Miriam Chaikin, 90, children’s book writer who loved Israel

Miriam Chaikin.
Miriam Chaikin.

Miriam Chaikin, a children’s book writer and longtime Westbeth resident, died on April 19, surrounded by family and friends who loved her. She was 90.

Born in Jerusalem in 1924, Miriam came to the U.S. as a small child. She remained a staunch supporter of her country of birth throughout her life, and held both U.S. and Israeli passports.

Coming from very humble beginnings in Brooklyn, she was a self-made and self-educated woman.

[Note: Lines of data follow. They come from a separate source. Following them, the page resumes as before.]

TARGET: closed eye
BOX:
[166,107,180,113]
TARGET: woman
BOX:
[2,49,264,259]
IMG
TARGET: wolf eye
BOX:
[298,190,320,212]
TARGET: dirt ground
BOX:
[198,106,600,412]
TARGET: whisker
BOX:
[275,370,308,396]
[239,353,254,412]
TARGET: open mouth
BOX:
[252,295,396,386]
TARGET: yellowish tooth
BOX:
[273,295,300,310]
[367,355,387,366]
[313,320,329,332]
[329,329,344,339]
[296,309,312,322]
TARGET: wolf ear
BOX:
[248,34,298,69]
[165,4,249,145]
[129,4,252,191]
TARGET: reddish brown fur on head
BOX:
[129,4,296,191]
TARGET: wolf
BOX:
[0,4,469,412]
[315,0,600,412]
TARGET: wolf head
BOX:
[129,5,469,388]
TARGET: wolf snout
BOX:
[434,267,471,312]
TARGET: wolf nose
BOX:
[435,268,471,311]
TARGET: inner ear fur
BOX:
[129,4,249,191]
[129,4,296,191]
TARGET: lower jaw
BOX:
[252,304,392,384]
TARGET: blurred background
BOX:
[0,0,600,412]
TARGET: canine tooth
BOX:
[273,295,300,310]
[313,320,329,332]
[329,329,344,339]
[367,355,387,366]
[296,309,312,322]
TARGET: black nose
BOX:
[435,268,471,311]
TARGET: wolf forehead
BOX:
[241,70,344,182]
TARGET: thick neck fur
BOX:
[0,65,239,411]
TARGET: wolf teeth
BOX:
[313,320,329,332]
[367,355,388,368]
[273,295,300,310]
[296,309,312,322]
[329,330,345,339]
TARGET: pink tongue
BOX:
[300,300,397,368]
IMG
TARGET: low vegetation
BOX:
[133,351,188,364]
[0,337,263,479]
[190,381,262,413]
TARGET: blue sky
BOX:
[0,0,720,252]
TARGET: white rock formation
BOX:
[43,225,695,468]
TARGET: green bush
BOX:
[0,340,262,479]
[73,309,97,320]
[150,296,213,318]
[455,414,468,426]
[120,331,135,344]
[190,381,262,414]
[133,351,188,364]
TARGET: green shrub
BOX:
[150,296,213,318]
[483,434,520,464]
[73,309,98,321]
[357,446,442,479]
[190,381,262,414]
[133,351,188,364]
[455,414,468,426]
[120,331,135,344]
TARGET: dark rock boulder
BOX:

As a young woman, she worked for the American branch of Irgun, fighting for Palestine’s independence from Britain. She often reflected on this as her life’s most meaningful chapters.

She later worked for several members of U.S. Congress in Iowa and in Washington, D.C. She eventually began a career in publishing, specializing in children’s literature. She worked for several large publishing houses, and began writing children’s books.

Her books’ themes derived from her life and values. Most focused on Jewish history and culture, including the “Yossi and Molly” books that reflected her Brooklyn childhood in the 1930s. Author of more than 35 books, she received acclaim for her writing, including the Sydney Taylor Award from the Association of Jewish Libraries, the Notable Book designation, American Library Association and the National Jewish Book Award for illustrated children’s book, 1988, for the beautifully written and illustrated “Exodus.”

In addition to her writing for children, she was a prolific poet who especially loved haiku and tanka. She recently published an edited volume on Jewish wisdom for everyday life. Her final book, “Jerusalem: An Informal Biography of the City,” is in press, and will appear posthumously.

She was preceded in death by her parents and brothers, noted playwright and director Joseph, and Israel ben Zion. She is survived by sisters Shami Chaikin, of New York, and Faye Pearl, of California, and nieces, nephews and cousins. She will be buried in Israel. In lieu of flowers, donations can be made to the Simon Wiesenthal Center in her memory.